Using a hand saw requires repeated push and pull strokes. Normally this involves either: limiting the force of each stroke, or making a separate effort to stop each stroke.
The recoil devices are simply a cushioned impact bar, attached to 1 or more springs, attached to the hand saw.
When using the recoil saw, the recoil is compressed at the end of each stroke. Energy from each stroke is stored and then used in the next stroke. This speeds the transition from one stroke to the next. This also eliminates the effort of stopping each stroke.
A saw operator can thus perform a sawing job in less time, and
using less effort. Ask anyone who has ever become exhausted from using a manual saw if that would be useful. A select few people enjoy using a handsaw, but wouldn't everyone who uses a hand saw enjoy spending less time using it when they need to?
The recoil can be a part of many types of hand saws and files, for use in gardening, woodworking, metalworking, and PVC work.
I came up with the idea because I live in an apartment where power saws aren't an option.

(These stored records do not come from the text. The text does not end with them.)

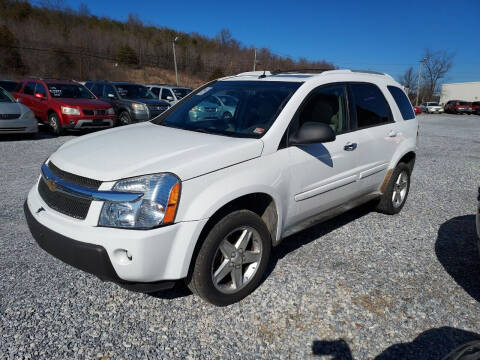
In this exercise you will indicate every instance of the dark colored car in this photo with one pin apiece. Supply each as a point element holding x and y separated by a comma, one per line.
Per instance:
<point>8,85</point>
<point>64,104</point>
<point>132,102</point>
<point>458,107</point>
<point>476,107</point>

I was sawing multiple small pieces using a hack saw and mitre box and I wanted an easier way. A way to spend less time sawing. The recoil saw was my solution to spending too much time and effort sawing.
Patent drawing of recoil file
If you've ever used a hand saw you've wished it took less effort - now it does.
Video of Recoil Hack Saw: 22 seconds from first to last cut.
Comparison Video: same wood, blade, and saw (with recoils removed) 45
seconds from first to last cut.
Sales note: Hand saws last a long time. Hand Saw owners rarely buy a new saw when a new model comes out. A Recoil version of a hand saw will save a hand saw user time and energy. If saw owners just think they'll spend less time and effort sawing with a recoil saw, then they're thinking about buying a new saw. They would be thinking of buying a new saw even if the ones they have 'work just fine'. So not only is there sales potential in new saws, but in the replacement of existing saws.
Technical Note: Springs that are fairly rigid seem to preserve the momentum of the saw better than springs with a lot of flexibility in them.